I wonder if we can generate the tetrated pascal with a series, and if that series matches the series for some real base. That base should be important.
If just we could calculate \( \\[15pt]
{^{1.5}P} \), we would get the bj for trees of 1/2 height.
Hi marraco -
the point of the logarithm L of the Pascalmatrix P and its non-invertibility is likely not the end of the story here. Although it is only one subdiagonal below the diagonal and the diagonal is empty/is zero this is the same situation as we face it with the fractional derivative, expressed in the matrix form. There the derivative-operator is exactly that subdiagonal-matrix. And the second-derivative-operator is its second power and so on. But anyway we can work with somehow "the inverse", namely the integration. That operator has the upper subdiagonal populated with values. One of the reasons for the possibility to step forwards is likely the fact of the infinite size of the matrices which allow sometimes operations which are impossible/contradictory with finite sized-matrices.

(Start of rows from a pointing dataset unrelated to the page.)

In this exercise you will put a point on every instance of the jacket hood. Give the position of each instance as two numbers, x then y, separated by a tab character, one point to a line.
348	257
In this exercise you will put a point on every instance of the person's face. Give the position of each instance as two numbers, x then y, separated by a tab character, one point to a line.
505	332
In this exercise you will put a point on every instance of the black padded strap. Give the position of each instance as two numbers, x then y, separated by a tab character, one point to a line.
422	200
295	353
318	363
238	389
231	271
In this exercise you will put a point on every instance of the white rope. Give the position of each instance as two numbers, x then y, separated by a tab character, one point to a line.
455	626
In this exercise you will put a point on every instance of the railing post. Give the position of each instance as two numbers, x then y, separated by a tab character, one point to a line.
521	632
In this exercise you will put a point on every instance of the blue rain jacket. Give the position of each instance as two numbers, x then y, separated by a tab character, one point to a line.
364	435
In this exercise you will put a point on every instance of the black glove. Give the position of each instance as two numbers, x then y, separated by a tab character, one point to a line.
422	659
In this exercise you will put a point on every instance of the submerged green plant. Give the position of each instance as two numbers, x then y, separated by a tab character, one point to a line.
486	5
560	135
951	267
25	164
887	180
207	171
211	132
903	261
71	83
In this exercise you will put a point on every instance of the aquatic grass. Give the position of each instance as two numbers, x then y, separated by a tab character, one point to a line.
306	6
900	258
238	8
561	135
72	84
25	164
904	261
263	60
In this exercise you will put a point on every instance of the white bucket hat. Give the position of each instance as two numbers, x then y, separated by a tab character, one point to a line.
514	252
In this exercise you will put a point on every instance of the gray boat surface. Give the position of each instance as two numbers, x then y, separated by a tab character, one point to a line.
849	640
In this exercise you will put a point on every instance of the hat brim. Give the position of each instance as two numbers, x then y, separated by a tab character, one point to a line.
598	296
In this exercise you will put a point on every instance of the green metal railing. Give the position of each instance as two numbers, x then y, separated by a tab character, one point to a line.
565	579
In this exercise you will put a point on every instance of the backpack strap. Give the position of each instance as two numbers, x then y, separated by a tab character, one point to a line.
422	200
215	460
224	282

And finally, there is also the concept of fractional derivatives (in fact a complete handful of concepts) which indeed define a squareroot of that derivative-operator or subdiagonal-matrix. However it must be made working seriously and I feel a bit tired to dive into this -for me new- concept. I tried to become more familiar with it and, for instance got stuck with the question how to define the half-derivative of the zeta at zero (based on the Dirichlet-series representation) and this question is still open in mathoverflow... So because I also had not much time besides my teachings this still lingers around - and if you like that whole question more and like try experimentate with that matrix-operators in Pari/GP you can also get my set of routines (which can help to make the matrix-things better visible - for instance all the nice matrix-pictures in my article are made with the PariTTY-GUI for Pari/GP). (You better email me privately for this because I surely must explain in detail this and that and much and more...)
Gottfried
Gottfried Helms, Kassel